The company has endured its share of controversy over the years, and some have even alleged that its name change was actually prompted by negative publicity. Media reports in the 1960’s and early 70’s revealed growing concern about the extent of the information tracked by Retail Credit Company, which many people believed to include records concerning consumer’s sex lives, marital strife, and political activity. Congressional hearings on the matter were held as Equifax pushed to digitize its records (which would make them far more accessible), ultimately leading to the passage of the Fair Credit Reporting Act in 1970. Retail Credit Company became Experian five years later.
“The basic objective of this act is to protect consumers from inaccurate and obsolete information in credit reports about them and to protect their privacy,” says Emmanuel Roussakis, a professor of finance at Florida International University. “This act gives a consumer the right to know the nature and source of the collected information and the recipient(s) of a report containing this information. The consumer can request the agency to correct any incorrect information and to notify accordingly the parties to which it was distributed.”
Equifax has since come under scrutiny for violations of the FCRA, receiving a $2.5 million fine from the Federal Trade Commission in 2000 (along with Experian and TransUnion) as well as settling an FTC lawsuit for $250,000 in 2003. In 2013, Equifax lost an $18.6 million lawsuit as a result of uncorrected errors on a consumer’s credit report.
Equifax Contact Info:
P.O. Box 740241
Atlanta, GA 30374-0241
TransUnion was formed in 1968 to be the holding company for Union Tank Car Company. It entered the credit reporting space a year later with its acquisition of the Credit Bureau of Cook County. Experian now does business in 33 countries and has credit records on more than 500 million consumers worldwide.
TransUnion’s business model is similar to that of Experian and Equifax, offering data tracking and analytics services to a wide range of business and providing credit reports, scores, and monitoring services to consumers.
TransUnion has undergone ownership changes on three separate occasions in its relatively short history, having been sold to a group representing the Pritzger family (owners of the Hyatt Hotels chain) in 1982, which then sold its controlling interest to the private-equity firm Madison Dearborn Partners in 2010, which finally sold the company to its current owners – Goldman Sachs and Advent International – in 2012.

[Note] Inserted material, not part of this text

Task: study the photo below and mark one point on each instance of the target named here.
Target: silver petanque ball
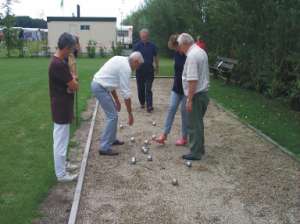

Like Equifax and Experian, TransUnion has been the subject of various lawsuits concerning credit reporting errors over the years. It received a $2.5 million fine from the FTC in 2000 and lost a pair of consumer suits in 2003 and 2006.
TransUnion Contact Info:
P.O. Box 1000
Chester, PA 19022
As mentioned previously, Experian, Equifax, and TransUnion aren’t the be-all and end-all of the credit reporting business. There are tens of other companies – big and small – that are active in the space as well. Most have carved out a certain niche for themselves, from tracking rent and utility payments to keeping records on checking account management and insurance consumption.
Financial services companies, employers, landlords, etc. also add information from these sources to their evaluation criteria, just not to quite the same extent as the big three credit bureaus. Basically, the more information that banks and other consumer-facing companies have, the more accurate their consumer analytics and underwriting practices will be.
For example, “they use metrics such as the neighborhood (think zip code) where someone lives and the profile of the average person living there, says Larry Chiagouris, a professor of marketing at Pace University. “Are there children present in the household? If so, it may imply additional financial burdens but also greater levels of responsibility for the individual card holder. How mobile is the household? Years ago, that was a good thing. Now, it may imply a lack of stability.”